Das Phänomen scheint also beim Varietäten- bzw. Sprachkontakt mit pf- vs. p- als Kompromiss aufzutreten.
Leider habe ich keine aktuelle Karte gefunden, die anzeigt, wie verbreitet das Phänomen im Westen ist – also ob es in der heutigen Umgangssprache bereits im westmitteldeutschen Gebiet einsetzt, oder erst weiter nördlich, im niederdeutschen Gebiet. Ich hoffe drauf, bei König im “Atlas zur Aussprache des Schriftdeutschen in der Bundesrepublik Deutschland” was zu finden, da werde ich reinschauen, wenn ich das nächste Mal an der Uni bin.
Wie? Die Entstehung
Das ostmitteldeutsche Gebiet war ursprünglich slawisches Sprachgebiet und wurde erst später von Sprechern deutscher Dialekte besiedelt. Die kamen aus zwei Gegenden: einmal aus Hessen (→ Thüringen → Sachsen → Schlesien) und einmal aus dem oberdeutschen Sprachgebiet (→ Maintal → Vogtland → Kurfürstentum Meißen). Schirmunski bezeichnet das anlautende f- in diesem Gebiet als “Merkmal der Siedlungsmischung”, also als Resultat aus der Vermischung der verschiedenen Dialekte. Ein Laut, den es so nicht gab, wurde durch einen ähnlichen ersetzt. Herausgefunden hat das Herr Wrede, und Schirmunski (1962:273) schreibt dazu:
“[…] die den nördlichen deutschen Mundarten und damit einem Teil der Siedler fremde Affrikate pf- wurde durch den Reibelaut f- ersetzt, der in ihrem Lautsystem jener am nächsten stand. [Das] wird dadurch bestätigt, daß überall auf dem Gebiet der heutigen nieder- und mitteldeutschen Mundarten, wo das mundartliche p- verdrängt wird, sich in ursprünglicher unvollständiger Übernahme der hochdeutschen literarischen Norm f- statt pf- ausbreitet.”
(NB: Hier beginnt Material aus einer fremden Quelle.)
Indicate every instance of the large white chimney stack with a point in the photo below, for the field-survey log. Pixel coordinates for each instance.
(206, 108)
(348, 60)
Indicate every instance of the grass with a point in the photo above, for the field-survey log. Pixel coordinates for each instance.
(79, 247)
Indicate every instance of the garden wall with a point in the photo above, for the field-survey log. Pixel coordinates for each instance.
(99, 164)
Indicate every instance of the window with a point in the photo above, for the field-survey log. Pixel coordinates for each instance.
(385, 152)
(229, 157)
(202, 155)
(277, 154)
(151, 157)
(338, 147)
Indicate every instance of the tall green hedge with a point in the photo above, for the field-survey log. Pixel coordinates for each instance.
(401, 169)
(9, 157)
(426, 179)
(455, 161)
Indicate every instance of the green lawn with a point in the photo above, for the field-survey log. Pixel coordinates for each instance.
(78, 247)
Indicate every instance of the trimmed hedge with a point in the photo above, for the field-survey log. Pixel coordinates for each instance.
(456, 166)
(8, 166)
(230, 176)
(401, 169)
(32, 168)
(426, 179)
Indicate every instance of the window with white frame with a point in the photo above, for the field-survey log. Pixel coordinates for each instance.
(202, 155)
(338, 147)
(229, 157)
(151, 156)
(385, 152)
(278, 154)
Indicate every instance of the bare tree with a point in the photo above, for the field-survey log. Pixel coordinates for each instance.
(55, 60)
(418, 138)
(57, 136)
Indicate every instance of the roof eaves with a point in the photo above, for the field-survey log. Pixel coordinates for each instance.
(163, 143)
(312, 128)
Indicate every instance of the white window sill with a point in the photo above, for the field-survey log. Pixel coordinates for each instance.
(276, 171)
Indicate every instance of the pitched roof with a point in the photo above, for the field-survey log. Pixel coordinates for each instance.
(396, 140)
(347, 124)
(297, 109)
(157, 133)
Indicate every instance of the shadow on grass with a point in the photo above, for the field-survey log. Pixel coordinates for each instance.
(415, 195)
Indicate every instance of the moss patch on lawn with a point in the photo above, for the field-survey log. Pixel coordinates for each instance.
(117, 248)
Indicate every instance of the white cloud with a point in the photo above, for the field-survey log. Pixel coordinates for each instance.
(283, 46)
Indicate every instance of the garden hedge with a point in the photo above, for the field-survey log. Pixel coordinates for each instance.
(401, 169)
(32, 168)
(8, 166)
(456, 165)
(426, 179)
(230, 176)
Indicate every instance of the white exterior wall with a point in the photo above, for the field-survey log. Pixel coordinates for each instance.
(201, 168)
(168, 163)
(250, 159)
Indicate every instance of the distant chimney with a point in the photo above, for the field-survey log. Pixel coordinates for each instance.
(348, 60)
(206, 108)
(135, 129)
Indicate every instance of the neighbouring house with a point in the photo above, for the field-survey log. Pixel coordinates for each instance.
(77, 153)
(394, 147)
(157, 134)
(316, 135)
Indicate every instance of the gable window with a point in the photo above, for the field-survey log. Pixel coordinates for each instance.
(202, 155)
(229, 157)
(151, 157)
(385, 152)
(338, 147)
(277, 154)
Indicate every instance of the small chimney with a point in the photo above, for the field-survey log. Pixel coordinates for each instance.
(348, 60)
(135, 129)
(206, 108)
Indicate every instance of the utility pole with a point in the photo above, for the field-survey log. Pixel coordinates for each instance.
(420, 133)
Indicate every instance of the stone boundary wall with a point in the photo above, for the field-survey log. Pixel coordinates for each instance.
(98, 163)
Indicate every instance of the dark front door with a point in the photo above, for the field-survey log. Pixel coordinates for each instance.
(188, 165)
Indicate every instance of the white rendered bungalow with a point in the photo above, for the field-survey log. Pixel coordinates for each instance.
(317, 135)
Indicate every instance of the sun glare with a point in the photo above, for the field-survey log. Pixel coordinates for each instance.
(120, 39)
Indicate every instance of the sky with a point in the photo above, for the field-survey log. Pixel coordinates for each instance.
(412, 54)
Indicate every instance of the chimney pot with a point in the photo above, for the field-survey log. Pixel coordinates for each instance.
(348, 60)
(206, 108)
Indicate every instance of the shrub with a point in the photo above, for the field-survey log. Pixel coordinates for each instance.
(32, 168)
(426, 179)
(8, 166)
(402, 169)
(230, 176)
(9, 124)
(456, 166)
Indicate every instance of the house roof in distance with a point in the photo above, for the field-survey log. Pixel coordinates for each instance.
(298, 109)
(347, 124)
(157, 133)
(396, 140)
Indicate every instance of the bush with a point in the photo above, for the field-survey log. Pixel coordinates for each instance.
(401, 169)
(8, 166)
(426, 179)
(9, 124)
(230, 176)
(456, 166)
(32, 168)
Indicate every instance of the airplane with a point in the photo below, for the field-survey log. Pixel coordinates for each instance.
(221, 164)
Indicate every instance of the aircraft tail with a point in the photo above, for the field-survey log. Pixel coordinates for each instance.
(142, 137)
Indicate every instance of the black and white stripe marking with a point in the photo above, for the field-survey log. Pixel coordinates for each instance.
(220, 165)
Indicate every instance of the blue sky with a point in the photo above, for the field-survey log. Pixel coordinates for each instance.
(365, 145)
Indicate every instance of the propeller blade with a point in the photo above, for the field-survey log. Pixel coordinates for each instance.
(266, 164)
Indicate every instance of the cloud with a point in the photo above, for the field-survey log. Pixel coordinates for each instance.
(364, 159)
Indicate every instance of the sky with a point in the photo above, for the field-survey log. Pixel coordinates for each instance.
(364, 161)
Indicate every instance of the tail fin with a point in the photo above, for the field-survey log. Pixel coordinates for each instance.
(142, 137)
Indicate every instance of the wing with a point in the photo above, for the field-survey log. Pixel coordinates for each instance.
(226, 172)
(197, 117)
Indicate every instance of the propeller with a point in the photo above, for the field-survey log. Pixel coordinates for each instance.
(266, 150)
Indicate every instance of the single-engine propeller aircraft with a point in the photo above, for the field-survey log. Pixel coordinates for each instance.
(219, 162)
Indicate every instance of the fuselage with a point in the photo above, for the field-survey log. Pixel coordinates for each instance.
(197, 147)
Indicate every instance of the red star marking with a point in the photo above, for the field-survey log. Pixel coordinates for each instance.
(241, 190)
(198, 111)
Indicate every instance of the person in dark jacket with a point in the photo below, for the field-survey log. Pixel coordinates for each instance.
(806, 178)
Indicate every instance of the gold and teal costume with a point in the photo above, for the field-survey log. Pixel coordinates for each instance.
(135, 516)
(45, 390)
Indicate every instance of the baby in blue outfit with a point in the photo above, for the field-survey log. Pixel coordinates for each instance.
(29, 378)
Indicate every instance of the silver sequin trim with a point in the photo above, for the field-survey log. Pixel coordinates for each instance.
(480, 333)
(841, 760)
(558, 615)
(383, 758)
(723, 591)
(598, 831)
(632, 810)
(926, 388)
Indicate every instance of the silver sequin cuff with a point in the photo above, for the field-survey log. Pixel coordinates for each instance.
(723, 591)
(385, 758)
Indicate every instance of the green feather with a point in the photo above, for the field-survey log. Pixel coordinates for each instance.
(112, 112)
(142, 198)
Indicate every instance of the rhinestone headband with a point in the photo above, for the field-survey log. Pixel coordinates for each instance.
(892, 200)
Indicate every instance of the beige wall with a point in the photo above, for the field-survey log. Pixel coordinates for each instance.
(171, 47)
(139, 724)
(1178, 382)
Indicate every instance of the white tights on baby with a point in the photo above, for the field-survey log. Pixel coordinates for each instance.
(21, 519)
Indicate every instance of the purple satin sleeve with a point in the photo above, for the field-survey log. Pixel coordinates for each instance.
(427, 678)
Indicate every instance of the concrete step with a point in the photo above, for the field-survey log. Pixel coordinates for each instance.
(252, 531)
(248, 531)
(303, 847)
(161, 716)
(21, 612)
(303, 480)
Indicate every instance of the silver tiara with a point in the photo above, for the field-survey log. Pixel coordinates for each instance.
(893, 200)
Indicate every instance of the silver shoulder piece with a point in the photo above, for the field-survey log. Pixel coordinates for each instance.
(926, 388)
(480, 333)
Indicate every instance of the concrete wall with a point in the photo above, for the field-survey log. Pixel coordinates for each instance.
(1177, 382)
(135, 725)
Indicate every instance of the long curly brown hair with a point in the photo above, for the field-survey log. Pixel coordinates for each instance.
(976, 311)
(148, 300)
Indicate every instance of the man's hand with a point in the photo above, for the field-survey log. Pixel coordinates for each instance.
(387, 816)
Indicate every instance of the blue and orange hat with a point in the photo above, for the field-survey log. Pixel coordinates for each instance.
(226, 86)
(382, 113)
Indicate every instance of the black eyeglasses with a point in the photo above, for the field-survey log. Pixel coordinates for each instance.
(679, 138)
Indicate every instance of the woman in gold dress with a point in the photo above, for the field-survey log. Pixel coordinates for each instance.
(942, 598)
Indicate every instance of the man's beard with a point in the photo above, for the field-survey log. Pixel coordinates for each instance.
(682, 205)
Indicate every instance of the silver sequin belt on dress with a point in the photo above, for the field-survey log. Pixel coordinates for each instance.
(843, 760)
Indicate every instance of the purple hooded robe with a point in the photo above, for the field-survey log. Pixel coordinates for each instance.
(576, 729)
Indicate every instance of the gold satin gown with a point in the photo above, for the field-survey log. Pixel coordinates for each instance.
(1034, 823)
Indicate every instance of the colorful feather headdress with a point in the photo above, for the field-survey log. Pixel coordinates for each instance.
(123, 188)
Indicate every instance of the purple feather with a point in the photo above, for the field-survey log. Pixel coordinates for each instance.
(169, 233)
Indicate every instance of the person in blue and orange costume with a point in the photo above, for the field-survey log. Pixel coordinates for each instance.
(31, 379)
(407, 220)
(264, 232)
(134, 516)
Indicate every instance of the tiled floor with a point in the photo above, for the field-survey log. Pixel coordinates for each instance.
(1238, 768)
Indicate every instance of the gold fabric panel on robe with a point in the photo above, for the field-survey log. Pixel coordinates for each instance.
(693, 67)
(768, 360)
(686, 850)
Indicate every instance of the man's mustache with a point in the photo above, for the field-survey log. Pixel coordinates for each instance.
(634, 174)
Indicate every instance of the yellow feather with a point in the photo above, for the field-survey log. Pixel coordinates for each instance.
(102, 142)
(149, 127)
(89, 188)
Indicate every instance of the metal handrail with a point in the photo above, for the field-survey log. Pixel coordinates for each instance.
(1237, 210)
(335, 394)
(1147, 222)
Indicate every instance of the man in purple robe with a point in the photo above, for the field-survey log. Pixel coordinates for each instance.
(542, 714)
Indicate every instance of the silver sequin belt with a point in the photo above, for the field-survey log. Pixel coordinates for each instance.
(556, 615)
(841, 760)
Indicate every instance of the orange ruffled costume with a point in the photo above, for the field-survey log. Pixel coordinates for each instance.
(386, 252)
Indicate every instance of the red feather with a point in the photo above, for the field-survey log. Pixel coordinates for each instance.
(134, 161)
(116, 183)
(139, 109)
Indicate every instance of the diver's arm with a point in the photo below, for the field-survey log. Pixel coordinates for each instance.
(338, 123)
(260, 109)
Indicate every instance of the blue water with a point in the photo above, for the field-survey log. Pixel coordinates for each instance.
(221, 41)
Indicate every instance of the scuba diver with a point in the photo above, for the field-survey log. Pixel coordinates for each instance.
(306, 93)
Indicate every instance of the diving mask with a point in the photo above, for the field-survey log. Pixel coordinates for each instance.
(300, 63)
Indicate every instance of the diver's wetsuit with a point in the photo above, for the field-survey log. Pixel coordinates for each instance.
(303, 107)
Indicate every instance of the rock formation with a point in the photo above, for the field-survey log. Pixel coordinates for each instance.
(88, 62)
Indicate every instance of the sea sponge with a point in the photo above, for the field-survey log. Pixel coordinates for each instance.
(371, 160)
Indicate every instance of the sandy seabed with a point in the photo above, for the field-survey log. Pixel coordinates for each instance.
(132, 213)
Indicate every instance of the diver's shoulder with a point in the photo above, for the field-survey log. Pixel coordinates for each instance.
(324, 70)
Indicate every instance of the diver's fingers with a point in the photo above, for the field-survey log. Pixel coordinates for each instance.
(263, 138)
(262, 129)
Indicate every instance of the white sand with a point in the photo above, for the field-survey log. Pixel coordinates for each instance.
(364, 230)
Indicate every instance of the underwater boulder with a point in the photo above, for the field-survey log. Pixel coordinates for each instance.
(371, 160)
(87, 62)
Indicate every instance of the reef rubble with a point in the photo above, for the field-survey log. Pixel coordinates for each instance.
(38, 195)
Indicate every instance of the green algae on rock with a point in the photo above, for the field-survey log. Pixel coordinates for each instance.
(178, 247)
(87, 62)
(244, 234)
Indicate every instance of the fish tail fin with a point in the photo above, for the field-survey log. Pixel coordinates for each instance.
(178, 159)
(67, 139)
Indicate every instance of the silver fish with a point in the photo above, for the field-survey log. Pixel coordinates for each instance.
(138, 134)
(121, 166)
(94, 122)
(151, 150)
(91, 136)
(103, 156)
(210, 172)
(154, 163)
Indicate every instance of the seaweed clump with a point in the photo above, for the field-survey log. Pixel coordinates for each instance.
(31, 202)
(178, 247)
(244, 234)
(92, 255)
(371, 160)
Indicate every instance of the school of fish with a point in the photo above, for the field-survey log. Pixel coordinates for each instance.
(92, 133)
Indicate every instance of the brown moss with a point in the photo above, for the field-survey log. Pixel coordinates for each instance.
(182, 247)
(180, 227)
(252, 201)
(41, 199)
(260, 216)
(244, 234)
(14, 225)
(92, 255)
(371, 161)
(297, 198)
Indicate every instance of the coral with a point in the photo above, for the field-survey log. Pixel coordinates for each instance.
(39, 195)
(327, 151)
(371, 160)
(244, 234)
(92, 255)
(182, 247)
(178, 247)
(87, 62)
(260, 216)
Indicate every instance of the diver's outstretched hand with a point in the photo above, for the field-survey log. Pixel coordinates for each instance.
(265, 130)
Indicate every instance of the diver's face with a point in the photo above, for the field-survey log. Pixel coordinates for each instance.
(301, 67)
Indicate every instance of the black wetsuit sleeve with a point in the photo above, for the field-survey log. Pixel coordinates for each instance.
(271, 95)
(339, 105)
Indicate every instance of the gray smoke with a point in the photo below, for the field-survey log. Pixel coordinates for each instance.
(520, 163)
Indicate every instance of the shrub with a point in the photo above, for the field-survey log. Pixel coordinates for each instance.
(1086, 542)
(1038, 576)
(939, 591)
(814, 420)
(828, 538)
Im niederdeutschen Gebiet könnte am Grenzgebiet zum Mitteldeutschen die ostmitteldeutsche Aussprache an der Durchsetzung des f- mitgewirkt haben. Unabhängig davon hat sich aber wahrscheinlich einfach derselbe Prozess wie im Ostmitteldeutschen erneut vollzogen, es wurde ein Kompromiss zwischen dem Niederdeutschen und dem sich ausbreitenden Hochdeutschen geschlossen.